Be Niggards of Advice on no Pretence;
For the worst Avarice is that of Sense:
With mean Complacence ne'er betray your Trust,
Nor be so Civil as to prove Unjust;
Fear not the Anger of the Wise to raise;
Those best can bear Reproof, who merit Praise.

'Twere well, might Criticks still this Freedom take;
But Appius reddens at each Word you speak,
And stares, Tremendous! with a threatning Eye
Like some fierce Tyrant in Old Tapestry!
Fear most to tax an Honourable Fool,
Whose Right it is, uncensur'd to be dull;
Such without Wit are Poets when they please.
As without Learning they can take Degrees.
Leave dang'rous Truths to unsuccessful Satyrs,
And Flattery to fulsome Dedicators,
Whom, when they Praise, the World believes no more,
Than when they promise to give Scribling o'er.
'Tis best sometimes your Censure to restrain,
And charitably let the Dull be vain:
Your Silence there is better than your Spite,
For who can rail so long as they can write?
Still humming on, their drowzy Course they keep,
And lash'd so long, like Tops, are lash'd asleep.
False Steps but help them to renew the Race,
As after Stumbling, Jades will mend their Pace.
What Crouds of these, impenitently bold,
In Sounds and jingling Syllables grown old,
Still run on Poets in a raging Vein,
Ev'n to the Dregs and Squeezings of the Brain;
Strain out the last, dull droppings of their Sense,
And Rhyme with all the Rage of Impotence!
From Essay on Criticism by Alexander Pope (1688-1744)

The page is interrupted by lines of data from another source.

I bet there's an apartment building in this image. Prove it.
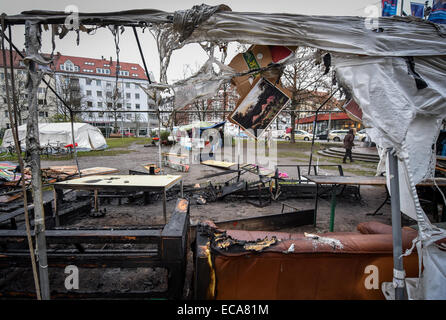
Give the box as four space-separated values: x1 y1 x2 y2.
54 54 158 134
0 50 57 134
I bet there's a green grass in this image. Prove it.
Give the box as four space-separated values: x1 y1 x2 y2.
105 137 148 149
0 137 149 161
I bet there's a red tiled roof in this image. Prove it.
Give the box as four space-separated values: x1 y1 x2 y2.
0 50 147 80
296 112 351 124
54 55 147 80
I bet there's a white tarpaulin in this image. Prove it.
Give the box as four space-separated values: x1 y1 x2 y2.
183 7 446 299
2 122 107 151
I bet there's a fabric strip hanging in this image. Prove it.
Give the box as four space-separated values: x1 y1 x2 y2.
410 2 424 19
428 0 446 24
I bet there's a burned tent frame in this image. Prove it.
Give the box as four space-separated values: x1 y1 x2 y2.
3 5 446 299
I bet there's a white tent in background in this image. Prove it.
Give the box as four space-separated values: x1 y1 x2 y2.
2 122 107 151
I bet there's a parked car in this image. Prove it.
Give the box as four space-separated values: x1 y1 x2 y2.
316 130 328 140
327 130 348 142
285 130 313 141
355 129 367 142
271 130 286 139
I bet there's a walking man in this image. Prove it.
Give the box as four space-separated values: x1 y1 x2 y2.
342 129 355 163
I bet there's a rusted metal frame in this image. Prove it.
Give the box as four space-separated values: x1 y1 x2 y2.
1 19 41 300
7 26 22 154
25 21 50 300
2 31 73 111
216 209 314 231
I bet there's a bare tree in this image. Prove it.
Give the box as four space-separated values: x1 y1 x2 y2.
104 83 123 133
282 47 335 143
52 76 87 122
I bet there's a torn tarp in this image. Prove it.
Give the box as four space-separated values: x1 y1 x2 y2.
187 12 446 57
171 57 236 110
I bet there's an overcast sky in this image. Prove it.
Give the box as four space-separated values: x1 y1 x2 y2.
0 0 422 82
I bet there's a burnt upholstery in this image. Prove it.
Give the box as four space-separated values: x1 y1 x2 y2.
213 222 418 299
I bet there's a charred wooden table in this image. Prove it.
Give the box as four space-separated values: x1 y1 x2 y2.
53 175 183 226
304 175 446 232
0 199 190 299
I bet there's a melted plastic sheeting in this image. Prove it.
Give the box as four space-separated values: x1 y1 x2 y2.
187 12 446 56
334 55 446 299
172 58 236 109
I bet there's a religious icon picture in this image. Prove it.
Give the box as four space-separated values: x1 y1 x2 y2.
228 78 290 138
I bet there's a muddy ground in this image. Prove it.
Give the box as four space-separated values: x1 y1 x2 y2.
0 143 422 298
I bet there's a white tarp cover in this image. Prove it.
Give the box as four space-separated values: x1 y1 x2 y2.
182 12 446 299
2 122 107 151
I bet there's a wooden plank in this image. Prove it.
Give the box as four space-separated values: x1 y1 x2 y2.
0 230 161 243
54 175 182 190
215 209 314 231
201 160 235 169
161 199 189 261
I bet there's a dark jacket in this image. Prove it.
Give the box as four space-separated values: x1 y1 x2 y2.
344 133 355 149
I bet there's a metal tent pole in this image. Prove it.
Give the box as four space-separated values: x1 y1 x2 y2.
25 20 50 300
308 88 339 174
387 149 407 300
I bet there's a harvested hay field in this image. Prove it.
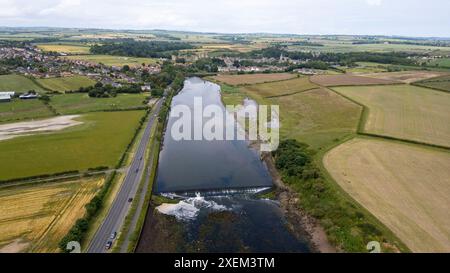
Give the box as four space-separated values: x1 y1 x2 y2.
324 138 450 252
311 74 400 86
334 85 450 147
0 177 104 253
212 73 297 85
267 89 362 149
414 76 450 92
362 71 448 83
240 77 319 100
37 76 95 92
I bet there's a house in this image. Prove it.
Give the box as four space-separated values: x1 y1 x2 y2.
141 84 152 92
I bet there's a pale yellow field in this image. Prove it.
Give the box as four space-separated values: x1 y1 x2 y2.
362 71 448 83
324 138 450 252
0 178 104 252
37 44 90 54
240 77 319 99
333 85 450 147
213 73 297 85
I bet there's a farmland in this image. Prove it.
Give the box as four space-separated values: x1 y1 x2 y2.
37 43 90 54
363 71 446 83
0 111 144 180
64 55 158 66
241 77 318 100
415 76 450 92
0 99 53 123
311 75 398 86
0 75 43 92
0 177 104 252
50 93 145 114
334 85 450 147
324 138 450 252
268 89 361 149
37 76 95 92
213 73 297 85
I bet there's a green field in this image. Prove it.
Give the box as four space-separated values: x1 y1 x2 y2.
64 55 158 66
37 43 90 54
50 93 145 114
334 85 450 147
0 99 53 123
0 75 43 92
267 89 362 149
37 76 95 92
0 111 144 180
222 78 362 149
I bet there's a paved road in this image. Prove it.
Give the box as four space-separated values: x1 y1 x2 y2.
87 99 163 253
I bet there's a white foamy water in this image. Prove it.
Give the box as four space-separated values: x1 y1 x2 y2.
156 193 230 221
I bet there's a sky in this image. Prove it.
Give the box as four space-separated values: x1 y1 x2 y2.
0 0 450 37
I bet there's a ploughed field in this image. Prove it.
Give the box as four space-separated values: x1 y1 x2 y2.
0 111 144 180
0 177 104 253
334 85 450 147
324 138 450 252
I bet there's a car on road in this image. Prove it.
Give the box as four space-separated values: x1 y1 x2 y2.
105 241 112 250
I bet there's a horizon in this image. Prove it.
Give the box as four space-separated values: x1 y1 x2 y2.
0 0 450 38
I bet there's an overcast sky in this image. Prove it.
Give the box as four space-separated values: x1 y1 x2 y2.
0 0 450 37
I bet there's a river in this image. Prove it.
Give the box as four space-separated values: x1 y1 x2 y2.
137 78 311 253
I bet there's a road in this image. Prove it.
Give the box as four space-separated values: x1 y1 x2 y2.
87 99 164 253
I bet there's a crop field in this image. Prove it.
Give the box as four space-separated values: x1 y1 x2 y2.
334 85 450 147
415 76 450 92
37 76 95 92
240 77 318 99
267 89 362 149
37 43 90 54
363 71 448 83
0 99 53 123
0 75 42 92
213 73 297 85
0 111 144 180
324 138 450 252
50 93 145 114
311 75 398 86
64 55 159 66
0 177 104 253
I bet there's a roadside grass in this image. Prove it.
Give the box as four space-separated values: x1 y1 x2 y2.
0 74 44 92
0 176 104 253
50 93 148 115
0 99 54 123
333 85 450 147
63 55 159 67
37 76 95 92
0 111 145 180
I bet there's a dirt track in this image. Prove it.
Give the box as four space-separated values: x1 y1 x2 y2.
0 115 82 141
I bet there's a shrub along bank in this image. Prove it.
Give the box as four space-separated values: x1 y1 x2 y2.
273 139 408 252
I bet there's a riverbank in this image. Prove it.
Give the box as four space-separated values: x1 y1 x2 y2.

Clowns like Maher get the job done for their masters. Their Masters are the people who have eliminated the canons of taste in all of the Arts, in Politics, and in common societal discourse. I call them The Who's To Say-ers: 'Who's to say Lesbianism at the Grammies is not what Americans demand; that humorless PC gelds literature and art.' I do not find Maher clever or funny. He lacks depth of thought and practiced attention to the canons of humor. He is an outrageous loudmouth.

Pope had it right. 'Tis best sometimes your Censure to restrain,
And charitably let the Dull be vain:
Your Silence there is better than your Spite,
For who can rail so long as they can write?